Просвещенный министр, некогда состоявший в добрых отношениях с
Пестелем, был сторонником освобождения крестьян с землей. Недаром за глаза
называли его Пугачевым - набрав в свой "штаб" людей образованных и
передовых, Киселев с рвением принялся за отработку средств будущей
эмансипации.
В таком-то учреждении пришлось начать службу Алексею Писемскому. Он
пришел сюда с мыслью о том, чтобы облегчить жизнь "государственным
имуществам" (ведь мужики-то и входили, главным образом, в это понятие). Но
университетский идеализм, мечты о некоем всесословном служении очень быстро
пришли в противоречие со скучной действительностью. Во-первых, слишком уж
мал был Писемский и чином и влиянием, чтобы хоть как-то воздействовать на
ход дел. Во-вторых, общая атмосфера в присутствии не соответствовала его
книжным представлениям о государственной службе. Шутки молодых зубастых
елистратишек и губернских секретарей над стариком экзекутором. Сплетни.

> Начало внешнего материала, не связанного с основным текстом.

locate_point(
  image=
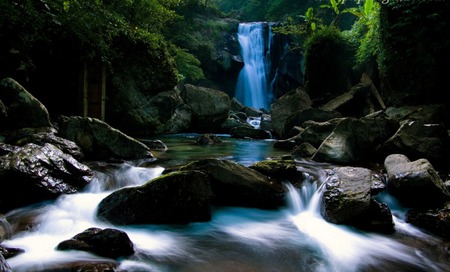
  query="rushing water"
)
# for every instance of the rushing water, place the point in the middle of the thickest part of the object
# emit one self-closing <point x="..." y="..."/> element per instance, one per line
<point x="253" y="86"/>
<point x="293" y="238"/>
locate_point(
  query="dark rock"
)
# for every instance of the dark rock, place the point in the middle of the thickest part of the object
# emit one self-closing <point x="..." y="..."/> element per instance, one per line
<point x="33" y="173"/>
<point x="110" y="243"/>
<point x="22" y="108"/>
<point x="41" y="136"/>
<point x="236" y="185"/>
<point x="249" y="132"/>
<point x="4" y="266"/>
<point x="347" y="194"/>
<point x="99" y="141"/>
<point x="154" y="144"/>
<point x="8" y="252"/>
<point x="419" y="140"/>
<point x="174" y="198"/>
<point x="304" y="150"/>
<point x="208" y="139"/>
<point x="436" y="220"/>
<point x="415" y="183"/>
<point x="209" y="107"/>
<point x="282" y="170"/>
<point x="286" y="105"/>
<point x="314" y="114"/>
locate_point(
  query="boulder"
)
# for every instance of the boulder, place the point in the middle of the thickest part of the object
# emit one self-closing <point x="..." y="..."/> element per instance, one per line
<point x="314" y="114"/>
<point x="279" y="169"/>
<point x="347" y="194"/>
<point x="175" y="198"/>
<point x="417" y="139"/>
<point x="33" y="173"/>
<point x="4" y="266"/>
<point x="22" y="108"/>
<point x="99" y="141"/>
<point x="286" y="105"/>
<point x="236" y="185"/>
<point x="355" y="140"/>
<point x="415" y="183"/>
<point x="209" y="107"/>
<point x="41" y="136"/>
<point x="249" y="132"/>
<point x="435" y="220"/>
<point x="110" y="243"/>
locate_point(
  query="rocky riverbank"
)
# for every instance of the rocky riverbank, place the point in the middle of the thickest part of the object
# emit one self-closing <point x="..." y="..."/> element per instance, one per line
<point x="368" y="147"/>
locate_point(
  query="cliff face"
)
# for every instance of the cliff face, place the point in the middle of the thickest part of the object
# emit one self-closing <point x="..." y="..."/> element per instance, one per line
<point x="415" y="50"/>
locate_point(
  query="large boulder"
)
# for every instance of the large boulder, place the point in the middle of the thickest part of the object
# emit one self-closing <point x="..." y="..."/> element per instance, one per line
<point x="110" y="243"/>
<point x="33" y="173"/>
<point x="175" y="198"/>
<point x="41" y="136"/>
<point x="417" y="139"/>
<point x="286" y="105"/>
<point x="354" y="140"/>
<point x="22" y="109"/>
<point x="435" y="220"/>
<point x="99" y="141"/>
<point x="416" y="183"/>
<point x="298" y="118"/>
<point x="141" y="114"/>
<point x="236" y="185"/>
<point x="347" y="194"/>
<point x="210" y="108"/>
<point x="347" y="200"/>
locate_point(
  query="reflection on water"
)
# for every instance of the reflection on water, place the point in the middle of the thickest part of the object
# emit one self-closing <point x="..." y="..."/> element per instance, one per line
<point x="294" y="238"/>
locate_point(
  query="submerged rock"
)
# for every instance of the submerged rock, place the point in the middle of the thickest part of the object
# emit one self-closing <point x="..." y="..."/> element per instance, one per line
<point x="236" y="185"/>
<point x="99" y="141"/>
<point x="32" y="173"/>
<point x="111" y="243"/>
<point x="175" y="198"/>
<point x="414" y="183"/>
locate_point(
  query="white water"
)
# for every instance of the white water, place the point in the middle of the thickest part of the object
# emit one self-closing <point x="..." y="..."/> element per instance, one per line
<point x="253" y="88"/>
<point x="295" y="238"/>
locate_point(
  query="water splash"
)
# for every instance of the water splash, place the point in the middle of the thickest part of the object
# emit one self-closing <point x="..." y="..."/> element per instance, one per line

Читка вслух новостей из "Пчелки" или глубокомысленных наставлений "О
сохранении зубов и волосов", "О воде, рассматриваемой как напиток", что
помещались в неофициальной части "Губернских ведомостей".
А само так называемое служение! Впору завыть было от тоски, когда
неделями приходилось вести какое-нибудь дело о растрате общественных хлебных
запасов. Похитчики маскировали преступление усушкою и мышеедом. Приходилось
искать свидетелей, кои могли бы опровергнуть ложь, кои присутствовали при
заполнении мерных закромов. Но воры оказывались увертливыми: на замечание о
том, что по распоряжению министерства в видах правильного сбережения запасов
и предохранения хлеба от мышееда велено было завести в потребном количестве
кошек, а поверх зерна класть ольховый лист, высоким начальством признанный
для мышей губительным - в ответ на это хитители возражали, что кошки из-за
холода и темноты в магазины нейдут, а относительно ольхового листа говорили,
будто, когда его не было, мыши, поев, уходили, при оном же оставались
навсегда, устраивали в нем гнезда и выводили потомство.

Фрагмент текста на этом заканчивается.